A swarm of flies feasts on loads of garbage in the Saddar area.—Fahim Siddiqi/White Star
A swarm of flies feasts on loads of garbage in the Saddar area.—Fahim Siddiqi/White Star

KARACHI: Expressing concern over the prevailing insanitary conditions in the city, health experts on Wednesday warned that this could complicate and aggravate the ongoing Covid-19 health crisis if immediate measures were not taken to improve the standard of hygiene and sanitation in the metropolis.

They also called upon the government to educate the general public on how to safely dispose of single-use face masks that could be releasing chemical pollutants and nanoplastic into the environment.

“Insanitary conditions help spread all kinds of viral and bacterial infections. And, if these infections combine [in patients], this could be disastrous in the current situation when we are facing a pandemic,” said Dr Rafiq Khanani, a senior pathologist and president of the Infection Control Society of Pakistan.

Explaining his point, he said the relationship of coronavirus with other infections such as the mosquito-borne dengue virus was important and also relevant as most cases of dengue were seen between August and November. These cases peaked in September.

Govt urged to urgently dispose of garbage and remains of sacrificial animals from all parts of Karachi

A combination of both these infections in patients, Dr Khanani pointed out, would make diagnosis and treatment challenging as they presented with similar signs and symptoms (including high fever, body aches, nausea and vomiting).

“Besides, there is a threat of viral mutation. This happens with the use of medicines leading to development of a genetic pressure and also due to exchange of genetic material between viruses. Therefore, we can say that the coronavirus can take a more lethal form, nullifying all our efforts including vaccination,” he said.

Gastro, typhoid cases on the rise

Sharing similar concerns, Dr Qaiser Sajjad of the Pakistan Medical Association said the city had been invaded by flies and mosquitoes, a major source of transmission of several infections.

“The situation is pretty bad in the country’s urban areas particularly Karachi, which is seeing a rise in cases of gastroenteritis and typhoid,” he said, calling upon the government to carry out fumigation and cleanliness exercises throughout the year especially near hospitals, markets and at garbage dumping sites.

“We request the government to dispose of garbage and sacrificial remains on an urgent basis. All civic agencies should at once initiate fumigation drives in their respective areas to overcome the spread of diseases,” said Dr Sajjad, while citing a study according to which a fly could carry about 100 organisms that caused gastrointestinal and eye infections.

“The general public should also act with responsibility. Wash your hands with soap before eating, cover edibles and avoid eating out these days. Keep your surroundings clean. Throw your garbage at proper places,” he added.

No Karachi Metropolitan Corporation official was available for comments.

‘Half of Karachi not in SSWMB domain’

When contacted, executive director-operations Tariq Nizamani of the Sindh Solid Waste Management Board (SSWMB) said his department was responsible for lifting of garbage in five district municipal corporations (DMCs) and it was actively engaged and doing its “best” considering available resources.

“The department has an app that people can download and lodge complaints [through]. The department takes swift action and the complaint is addressed the same day,” he said, adding all stakeholders lauded the department for its offal operation during Eid days.

When asked about heaps of garbage at several places in the city, he said almost half of the city didn’t fall within their domain.

“There are 12 allied agencies including Karachi Metropolitan Corporation, cantonment boards, Karachi Port Trust and Port Qasim where the board isn’t directly engaged, though it coordinates. Around 35 to 40 per cent of city localities are with agencies, 15 per cent with the two DMCs and 50 per cent with the board,” he said.

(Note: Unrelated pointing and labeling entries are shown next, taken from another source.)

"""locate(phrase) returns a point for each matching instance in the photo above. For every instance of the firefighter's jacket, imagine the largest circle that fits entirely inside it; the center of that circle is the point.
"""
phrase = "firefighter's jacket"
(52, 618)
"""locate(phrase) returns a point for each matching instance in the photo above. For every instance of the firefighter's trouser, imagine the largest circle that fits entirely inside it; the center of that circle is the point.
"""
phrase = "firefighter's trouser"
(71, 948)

The board, he said, would have an agreement with Korangi and Central DMCs by the end of this month and start operation through a Spanish company.

The government, he said, had engaged a Spanish company because the job involved high investment and use of modern methods.

To another question, he claimed the city generated 10,000 tonnes to 12,000 tonnes of solid waste daily and that fumigating the city was KMC’s responsibility.